В «Своих людях» мы видим опять ту же религию лицемерства и мошенничества, то же бессмыслие и самодурство одних и ту же обманчивую покорность, рабскую хитрость других, но только в большем разветвлении. Здесь нам представляется несколько степеней угнетения, указывается некоторая система в распределении самодурства, дается очерк его истории. Самый главный самодур, деспот всех к нему близких, не знающих себе никакого удержу, есть Самсон Силыч Большов. И какой же страх он внушает всему дому! Аграфена Кондратьевна, жена его, грозит своей взрослой дочери, что «отцу пожалуется»; а та отвечает: «Вас на то бог и создал, чтобы жаловаться; сами-то вы не очень для меня значительны». На вторичную угрозу она огрызается еще резче: «Только и ладит, что отца да отца; бойки вы при нем разговаривать-то, а попробуйте-ка сами!», Видно, что Самсон Силыч и для жены и для дочери представляется чем-то вроде пугалы, и они обе хотя и стращают им друг друга, но составляют против него глухую, затаенную, само собою образовавшуюся оппозицию. Аграфена Кондратьевна, по своей крайней недальности, не может сама привести в ясность своих чувств и только охами да вздохами выражает, что ей тяжело. Но Липочка очень бесцеремонно говорит: «У маменьки семь пятниц на неделе; тятенька – как не пьян, так молчит, а как пьян, так прибьет, того и гляди… Каково это терпеть образованной барышне!» Служащие в доме все насквозь пропитаны теми же мрачно-робкими чувствами: мальчик Тишка жалуется на вытрепки, получаемые им от хозяина; кухарка Фоминишна имеет следующий разговор с Устиньей Наумовной, свахой, приискивающей жениха Липочке, дочери Большова:
УСТИНЬЯ НАУМОВНА. Садись, Фоминишна, – ноги-то старые, ломаные.
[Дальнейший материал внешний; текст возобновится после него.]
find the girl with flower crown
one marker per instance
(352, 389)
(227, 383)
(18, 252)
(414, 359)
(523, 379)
ФОМИНИШНА. И, мать! Некогда. Ведь какой грех-то: сам-то что-то из городу не едет, все под страхом ходим; того и гляди пьяный приедет. А уж какой благой-то, господи! зародится же ведь этакой озорник!
УСТИНЬЯ НАУМОВНА. Известное дело: с богатым мужиком, что с чертом, не скоро сообразишь.
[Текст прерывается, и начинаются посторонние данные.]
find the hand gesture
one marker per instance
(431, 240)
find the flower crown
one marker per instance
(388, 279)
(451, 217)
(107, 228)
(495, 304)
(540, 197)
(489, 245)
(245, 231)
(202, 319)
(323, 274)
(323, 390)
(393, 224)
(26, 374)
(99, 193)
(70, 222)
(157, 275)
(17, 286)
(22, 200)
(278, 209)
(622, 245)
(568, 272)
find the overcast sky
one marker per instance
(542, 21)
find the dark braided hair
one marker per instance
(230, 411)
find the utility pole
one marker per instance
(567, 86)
ФОМИНИШНА. Уж мы от него страсти-то видели. Вот на прошлой неделе ночью пьяный приехал: развоевался так, что на-поди. Страсти, да и только! Посуду колотит… «У! – говорит, – такие вы и этакие, убью сразу».
И действительно, Самсон Силыч держит всех, можно сказать, в страхе божием. Когда он показывается, все смотрят ему в глаза и с трепетом стараются угадать, – что, каков он? Вот небольшая сцена, из которой видно, какой трепет от него распространяется по всему дому. В комнату вбегает Фоминишна и кричит:
ФОМИНИШНА. Самсон Силыч приехал, да никак хмельной!
ТИШКА. Фю! попались!
ФОМИНИШНА. Беги, Тишка, за Лазарем; голубчик, беги скорей!..
АГРАФЕНА КОНДРАТЬЕВНА (показывается на лестнице). Что, Фоминишна, матушка, куда он идет-то?
ФОМИНИШНА. Да никак, матушка, сюда! Ох, запру я двери-то, ей-богу, запру; пускай его кверху идет, а уж ты, голубушка, здесь посиди.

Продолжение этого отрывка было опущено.